Ieri, infatti, si è aperta una settimana densa di appuntamenti, con ben 11 banche centrali chiamate a discutere sulla politica monetaria. Le attenzioni sono rivolte in particolare alla Federal Reserve, che dovrebbe alzare i tassi di interesse Usa per la seconda volta quest’anno. Lo ricordano, ad esempio, gli strategist di IG, puntualizzando che «il vero obiettivo del mercato è capire lo scenario sul terzo aumento del costo del denaro previsto per la fine dell’anno, su cui gli investitori sono apparsi abbastanza cauti dopo le recenti figure macro non entusiasmanti». A fornire qualche dettaglio saranno le nuove stime su inflazione e Pil che la Fed rilascerà insieme al comunicato. Ma oltre alla Banca centrale Usa, ci saranno anche le riunioni di Bank of England e Bank of Japan in settimana. Sempre per gli esperti di IG interpellati da Cnbc, «l’incertezza determinatasi all’indomani del voto nel Regno Unito potrebbe spingere la BoE a rimanere ancora cauta, senza penalizzare troppo la sterlina. Le nuove vendite sulla divisa britannica alimentano i dubbi su un’accelerazione dei prezzi al consumi. Per quanto riguarda il Giappone, invece, la Banca centrale potrebbe segnalare di essere pronta a rivedere la sua politica dopo i dati migliori delle attese appena registrati». Basta poco, un errore di comunicazione e mercati in bolla come quelli che stiamo vivendo in questo periodo, possono tramutarsi da docili pony da rally continuo in stalloni imbizzarriti. A quel punto, Mario Draghi certamente opererà da scudo, ma se qualche mattone comincia a cascare dal muro, nessuno sa cosa possa passare dalla crepa creatasi.

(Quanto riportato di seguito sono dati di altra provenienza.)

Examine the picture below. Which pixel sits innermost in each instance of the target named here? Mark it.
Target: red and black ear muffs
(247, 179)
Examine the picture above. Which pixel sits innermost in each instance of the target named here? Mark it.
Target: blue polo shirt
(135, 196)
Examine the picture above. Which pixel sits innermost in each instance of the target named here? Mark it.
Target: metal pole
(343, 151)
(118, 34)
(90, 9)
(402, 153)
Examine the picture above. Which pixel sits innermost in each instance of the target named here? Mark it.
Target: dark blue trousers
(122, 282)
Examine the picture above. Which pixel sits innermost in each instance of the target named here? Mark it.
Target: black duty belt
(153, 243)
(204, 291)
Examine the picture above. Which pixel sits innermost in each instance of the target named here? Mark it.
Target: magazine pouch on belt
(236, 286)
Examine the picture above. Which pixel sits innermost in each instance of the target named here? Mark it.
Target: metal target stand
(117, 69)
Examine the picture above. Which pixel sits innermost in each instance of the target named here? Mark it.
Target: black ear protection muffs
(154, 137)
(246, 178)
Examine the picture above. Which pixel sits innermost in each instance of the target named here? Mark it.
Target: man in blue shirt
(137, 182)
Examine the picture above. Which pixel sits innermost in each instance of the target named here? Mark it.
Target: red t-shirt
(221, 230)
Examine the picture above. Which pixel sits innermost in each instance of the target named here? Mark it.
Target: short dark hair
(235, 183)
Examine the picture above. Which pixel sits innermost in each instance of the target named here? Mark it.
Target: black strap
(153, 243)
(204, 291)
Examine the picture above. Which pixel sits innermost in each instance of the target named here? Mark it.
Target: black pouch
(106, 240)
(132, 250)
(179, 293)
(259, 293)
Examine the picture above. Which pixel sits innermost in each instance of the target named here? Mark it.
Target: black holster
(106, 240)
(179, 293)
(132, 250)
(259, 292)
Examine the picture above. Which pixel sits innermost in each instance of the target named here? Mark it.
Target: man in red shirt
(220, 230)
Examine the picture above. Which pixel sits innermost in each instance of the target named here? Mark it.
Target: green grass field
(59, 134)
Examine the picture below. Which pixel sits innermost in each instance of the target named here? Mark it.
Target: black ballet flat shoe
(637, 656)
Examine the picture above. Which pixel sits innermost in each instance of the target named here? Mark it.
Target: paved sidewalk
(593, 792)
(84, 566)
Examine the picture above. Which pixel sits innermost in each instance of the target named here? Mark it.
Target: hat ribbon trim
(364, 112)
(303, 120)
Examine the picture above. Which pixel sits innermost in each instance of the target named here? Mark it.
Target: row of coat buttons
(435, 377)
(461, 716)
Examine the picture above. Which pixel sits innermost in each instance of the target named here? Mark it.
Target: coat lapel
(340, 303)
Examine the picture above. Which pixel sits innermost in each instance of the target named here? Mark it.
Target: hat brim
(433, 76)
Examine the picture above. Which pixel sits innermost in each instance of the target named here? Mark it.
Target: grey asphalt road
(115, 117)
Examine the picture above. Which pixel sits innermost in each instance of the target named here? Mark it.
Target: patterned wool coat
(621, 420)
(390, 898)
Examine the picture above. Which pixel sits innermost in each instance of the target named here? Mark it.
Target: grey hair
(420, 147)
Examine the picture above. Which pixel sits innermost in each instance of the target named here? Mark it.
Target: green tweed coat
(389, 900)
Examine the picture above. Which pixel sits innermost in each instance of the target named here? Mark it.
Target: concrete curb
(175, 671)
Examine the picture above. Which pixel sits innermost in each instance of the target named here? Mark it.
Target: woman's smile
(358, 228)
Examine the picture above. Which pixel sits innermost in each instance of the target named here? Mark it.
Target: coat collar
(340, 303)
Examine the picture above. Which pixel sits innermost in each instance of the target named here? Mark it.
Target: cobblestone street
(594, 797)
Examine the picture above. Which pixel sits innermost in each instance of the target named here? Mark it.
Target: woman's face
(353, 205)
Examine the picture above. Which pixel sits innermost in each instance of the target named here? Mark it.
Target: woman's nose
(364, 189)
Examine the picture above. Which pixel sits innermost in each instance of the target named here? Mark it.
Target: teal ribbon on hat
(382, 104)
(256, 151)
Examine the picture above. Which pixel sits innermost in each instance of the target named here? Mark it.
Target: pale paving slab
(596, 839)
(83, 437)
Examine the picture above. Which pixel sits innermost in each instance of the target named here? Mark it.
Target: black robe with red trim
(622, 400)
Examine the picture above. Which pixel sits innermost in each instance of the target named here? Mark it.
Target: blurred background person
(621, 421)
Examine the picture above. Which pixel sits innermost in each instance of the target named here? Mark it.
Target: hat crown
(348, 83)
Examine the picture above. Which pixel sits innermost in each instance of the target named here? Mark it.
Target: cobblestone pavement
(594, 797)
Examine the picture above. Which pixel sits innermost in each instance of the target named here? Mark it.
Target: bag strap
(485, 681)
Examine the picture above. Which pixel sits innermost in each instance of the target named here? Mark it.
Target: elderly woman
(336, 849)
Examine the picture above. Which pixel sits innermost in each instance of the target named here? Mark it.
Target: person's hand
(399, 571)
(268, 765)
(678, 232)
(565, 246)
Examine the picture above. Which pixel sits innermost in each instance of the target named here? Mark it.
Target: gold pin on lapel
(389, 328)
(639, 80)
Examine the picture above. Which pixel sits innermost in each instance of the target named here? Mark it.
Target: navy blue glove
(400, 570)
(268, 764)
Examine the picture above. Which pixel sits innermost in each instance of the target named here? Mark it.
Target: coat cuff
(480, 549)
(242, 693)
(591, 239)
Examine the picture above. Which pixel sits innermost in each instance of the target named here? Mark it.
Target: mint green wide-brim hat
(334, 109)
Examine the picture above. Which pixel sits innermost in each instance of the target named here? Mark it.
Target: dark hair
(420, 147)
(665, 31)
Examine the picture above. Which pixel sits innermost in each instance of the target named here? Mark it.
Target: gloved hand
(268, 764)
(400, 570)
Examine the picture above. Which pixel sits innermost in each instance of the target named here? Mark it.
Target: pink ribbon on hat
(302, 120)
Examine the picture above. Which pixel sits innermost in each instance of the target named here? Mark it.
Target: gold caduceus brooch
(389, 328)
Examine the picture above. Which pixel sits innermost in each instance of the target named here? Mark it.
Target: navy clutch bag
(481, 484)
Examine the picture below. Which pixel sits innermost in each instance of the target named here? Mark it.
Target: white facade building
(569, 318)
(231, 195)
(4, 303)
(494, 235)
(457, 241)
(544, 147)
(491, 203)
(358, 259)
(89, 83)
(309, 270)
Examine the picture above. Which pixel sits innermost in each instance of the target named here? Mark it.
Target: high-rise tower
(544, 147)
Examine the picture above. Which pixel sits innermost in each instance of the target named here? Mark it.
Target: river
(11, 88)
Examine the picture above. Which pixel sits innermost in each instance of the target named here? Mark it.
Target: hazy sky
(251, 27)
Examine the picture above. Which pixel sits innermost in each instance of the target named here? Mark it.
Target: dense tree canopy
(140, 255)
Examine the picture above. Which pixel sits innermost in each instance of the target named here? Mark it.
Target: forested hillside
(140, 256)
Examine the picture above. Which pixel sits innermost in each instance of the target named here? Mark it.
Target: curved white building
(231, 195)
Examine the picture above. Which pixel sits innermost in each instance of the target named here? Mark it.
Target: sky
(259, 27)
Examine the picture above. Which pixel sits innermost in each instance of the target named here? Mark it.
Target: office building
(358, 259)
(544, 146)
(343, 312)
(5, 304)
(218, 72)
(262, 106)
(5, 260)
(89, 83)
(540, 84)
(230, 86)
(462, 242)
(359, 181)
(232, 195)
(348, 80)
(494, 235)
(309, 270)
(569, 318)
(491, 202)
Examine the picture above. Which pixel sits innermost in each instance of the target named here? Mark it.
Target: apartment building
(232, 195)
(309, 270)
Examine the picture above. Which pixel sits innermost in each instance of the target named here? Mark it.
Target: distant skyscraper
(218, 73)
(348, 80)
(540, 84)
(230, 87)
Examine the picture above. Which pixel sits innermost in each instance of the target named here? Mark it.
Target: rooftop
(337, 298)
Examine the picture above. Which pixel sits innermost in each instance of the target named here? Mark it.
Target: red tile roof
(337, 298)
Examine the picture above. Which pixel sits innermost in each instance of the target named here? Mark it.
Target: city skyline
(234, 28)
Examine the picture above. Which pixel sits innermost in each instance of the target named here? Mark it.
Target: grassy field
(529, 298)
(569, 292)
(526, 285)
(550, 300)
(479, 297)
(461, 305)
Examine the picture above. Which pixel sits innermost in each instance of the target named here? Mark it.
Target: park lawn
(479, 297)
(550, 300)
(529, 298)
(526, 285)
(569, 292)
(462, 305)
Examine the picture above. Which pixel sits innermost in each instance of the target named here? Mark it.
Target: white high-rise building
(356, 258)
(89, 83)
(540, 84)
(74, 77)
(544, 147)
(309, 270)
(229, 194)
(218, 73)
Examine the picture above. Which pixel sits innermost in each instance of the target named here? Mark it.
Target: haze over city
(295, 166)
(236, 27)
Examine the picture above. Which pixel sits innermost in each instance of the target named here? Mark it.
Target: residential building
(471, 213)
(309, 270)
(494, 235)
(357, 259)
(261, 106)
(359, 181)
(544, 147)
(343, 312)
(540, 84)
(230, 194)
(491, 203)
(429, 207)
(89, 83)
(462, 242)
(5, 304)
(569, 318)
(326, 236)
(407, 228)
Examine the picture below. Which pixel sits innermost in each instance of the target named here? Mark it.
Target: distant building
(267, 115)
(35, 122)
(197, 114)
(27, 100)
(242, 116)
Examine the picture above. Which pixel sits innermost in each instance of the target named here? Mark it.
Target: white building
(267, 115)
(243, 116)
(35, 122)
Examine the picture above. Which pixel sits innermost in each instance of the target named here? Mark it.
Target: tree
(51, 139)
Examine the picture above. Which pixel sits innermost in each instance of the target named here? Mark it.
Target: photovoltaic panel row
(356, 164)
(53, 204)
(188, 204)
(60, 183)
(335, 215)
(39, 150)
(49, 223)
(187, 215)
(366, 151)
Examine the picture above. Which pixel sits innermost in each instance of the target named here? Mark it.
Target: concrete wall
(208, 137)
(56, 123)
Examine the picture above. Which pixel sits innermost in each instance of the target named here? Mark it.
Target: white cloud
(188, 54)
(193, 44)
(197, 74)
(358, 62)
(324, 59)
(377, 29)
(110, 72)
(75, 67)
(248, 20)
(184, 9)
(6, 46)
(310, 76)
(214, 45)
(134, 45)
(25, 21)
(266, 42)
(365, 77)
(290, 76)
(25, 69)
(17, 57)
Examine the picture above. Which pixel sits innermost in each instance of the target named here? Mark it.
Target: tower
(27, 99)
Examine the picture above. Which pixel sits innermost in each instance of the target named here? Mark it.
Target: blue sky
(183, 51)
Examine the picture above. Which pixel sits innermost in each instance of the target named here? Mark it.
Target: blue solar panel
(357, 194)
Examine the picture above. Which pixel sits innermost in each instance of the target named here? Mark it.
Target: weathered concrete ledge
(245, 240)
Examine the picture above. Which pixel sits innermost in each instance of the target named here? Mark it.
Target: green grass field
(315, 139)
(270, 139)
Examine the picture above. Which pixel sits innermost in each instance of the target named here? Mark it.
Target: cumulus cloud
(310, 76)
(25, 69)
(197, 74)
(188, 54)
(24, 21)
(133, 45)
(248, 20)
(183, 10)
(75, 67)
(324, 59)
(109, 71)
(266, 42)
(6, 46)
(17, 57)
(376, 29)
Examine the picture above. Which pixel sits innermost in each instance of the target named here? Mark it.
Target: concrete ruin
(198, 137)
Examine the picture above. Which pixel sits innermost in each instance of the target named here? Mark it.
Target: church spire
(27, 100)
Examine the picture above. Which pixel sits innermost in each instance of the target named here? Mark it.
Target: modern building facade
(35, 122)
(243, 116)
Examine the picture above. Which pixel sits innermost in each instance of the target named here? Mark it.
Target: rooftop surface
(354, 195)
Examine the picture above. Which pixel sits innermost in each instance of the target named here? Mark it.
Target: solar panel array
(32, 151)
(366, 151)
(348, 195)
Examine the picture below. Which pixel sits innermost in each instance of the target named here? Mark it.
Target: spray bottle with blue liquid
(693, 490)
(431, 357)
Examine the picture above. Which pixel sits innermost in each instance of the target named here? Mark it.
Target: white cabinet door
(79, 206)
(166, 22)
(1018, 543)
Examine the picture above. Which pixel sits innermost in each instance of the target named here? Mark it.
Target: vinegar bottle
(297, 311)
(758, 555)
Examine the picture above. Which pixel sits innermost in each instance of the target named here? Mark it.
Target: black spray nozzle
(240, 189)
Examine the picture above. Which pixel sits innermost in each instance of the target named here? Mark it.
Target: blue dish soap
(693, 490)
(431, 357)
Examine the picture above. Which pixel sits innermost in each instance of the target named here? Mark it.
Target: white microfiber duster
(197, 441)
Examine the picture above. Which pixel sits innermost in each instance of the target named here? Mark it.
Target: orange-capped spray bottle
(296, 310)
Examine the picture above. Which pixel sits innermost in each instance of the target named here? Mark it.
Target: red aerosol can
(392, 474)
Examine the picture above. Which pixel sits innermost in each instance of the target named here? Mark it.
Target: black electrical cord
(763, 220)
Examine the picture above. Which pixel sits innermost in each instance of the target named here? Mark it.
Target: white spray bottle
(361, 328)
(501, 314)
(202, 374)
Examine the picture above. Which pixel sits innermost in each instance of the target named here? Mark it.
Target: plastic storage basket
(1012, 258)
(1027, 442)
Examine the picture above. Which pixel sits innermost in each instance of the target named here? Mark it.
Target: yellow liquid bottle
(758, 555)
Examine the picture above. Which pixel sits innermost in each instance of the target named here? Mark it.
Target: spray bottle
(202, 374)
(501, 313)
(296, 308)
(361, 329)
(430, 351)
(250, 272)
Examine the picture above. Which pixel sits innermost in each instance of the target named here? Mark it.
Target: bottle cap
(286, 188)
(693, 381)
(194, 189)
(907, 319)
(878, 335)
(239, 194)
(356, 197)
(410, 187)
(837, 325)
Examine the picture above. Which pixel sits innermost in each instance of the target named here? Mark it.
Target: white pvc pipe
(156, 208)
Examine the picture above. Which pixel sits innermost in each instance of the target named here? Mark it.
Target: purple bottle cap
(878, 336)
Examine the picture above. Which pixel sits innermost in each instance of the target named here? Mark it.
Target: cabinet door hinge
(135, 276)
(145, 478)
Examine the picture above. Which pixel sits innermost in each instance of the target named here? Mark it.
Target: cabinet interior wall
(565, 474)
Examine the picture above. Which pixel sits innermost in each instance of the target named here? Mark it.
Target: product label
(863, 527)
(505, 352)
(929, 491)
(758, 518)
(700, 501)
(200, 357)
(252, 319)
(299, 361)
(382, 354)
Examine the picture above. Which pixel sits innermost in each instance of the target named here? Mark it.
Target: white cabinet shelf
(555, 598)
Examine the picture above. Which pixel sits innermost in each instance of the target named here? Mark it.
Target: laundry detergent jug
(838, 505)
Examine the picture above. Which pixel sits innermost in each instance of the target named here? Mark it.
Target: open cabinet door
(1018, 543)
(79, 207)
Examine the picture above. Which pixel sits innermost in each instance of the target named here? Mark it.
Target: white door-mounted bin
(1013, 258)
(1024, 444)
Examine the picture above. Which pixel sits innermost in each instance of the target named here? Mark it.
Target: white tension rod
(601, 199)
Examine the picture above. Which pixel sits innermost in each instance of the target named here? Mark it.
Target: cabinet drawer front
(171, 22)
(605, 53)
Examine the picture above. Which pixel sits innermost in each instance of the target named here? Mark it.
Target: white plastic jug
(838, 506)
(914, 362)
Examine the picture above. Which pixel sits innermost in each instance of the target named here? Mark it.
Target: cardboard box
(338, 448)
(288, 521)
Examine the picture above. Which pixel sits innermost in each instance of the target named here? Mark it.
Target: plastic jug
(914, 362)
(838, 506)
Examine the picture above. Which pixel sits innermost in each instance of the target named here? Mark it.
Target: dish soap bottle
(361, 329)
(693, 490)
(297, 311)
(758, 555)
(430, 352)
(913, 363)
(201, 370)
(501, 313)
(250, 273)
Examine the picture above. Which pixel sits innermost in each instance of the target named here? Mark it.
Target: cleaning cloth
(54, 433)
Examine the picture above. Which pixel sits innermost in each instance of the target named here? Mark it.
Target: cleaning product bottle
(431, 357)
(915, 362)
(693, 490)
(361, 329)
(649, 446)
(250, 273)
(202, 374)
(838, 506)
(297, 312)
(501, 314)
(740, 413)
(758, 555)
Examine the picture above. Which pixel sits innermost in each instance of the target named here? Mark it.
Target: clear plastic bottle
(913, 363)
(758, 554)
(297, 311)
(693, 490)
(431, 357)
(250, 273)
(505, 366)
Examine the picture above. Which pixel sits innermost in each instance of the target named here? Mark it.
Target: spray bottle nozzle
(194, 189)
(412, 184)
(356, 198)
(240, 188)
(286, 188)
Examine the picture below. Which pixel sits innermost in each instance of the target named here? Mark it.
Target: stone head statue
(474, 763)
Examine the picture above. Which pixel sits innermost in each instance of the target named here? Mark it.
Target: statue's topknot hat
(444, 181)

Siamo sicuri che il pantano di entusiasmo da bipolarismo ritrovato sia il terreno ideale per muoversi in modalità di emergenza? Di fatto, il governo sta andando con il pilota automatico in tema economico, visto che ogni emissione decisa dalla Cannata si traduce in un successo da record grazie alla fame onnivora della Bce, acquirente di prima e ultima istanza. Un shock, però, può sempre capitare. E Grillo lo ha capito, smarcandosi da furbo quale è. Matteo Renzi, invece, ingolosito dalla debacle grillina, potrebbe essere tentato da un voto a novembre in abbinata con le regionali siciliane, in pieno clima Def. Quella potrebbe essere la famosa breccia nel muro difensivo che Draghi garantisce all’Italia. Il voto di giovedì sullo ius soli ci farà capire rapporti di forza e realtà delle alleanze: dopodiché, noi ci perderemo in dispute nominalistiche sulla legge elettorale. Il mercato, invece, agirà.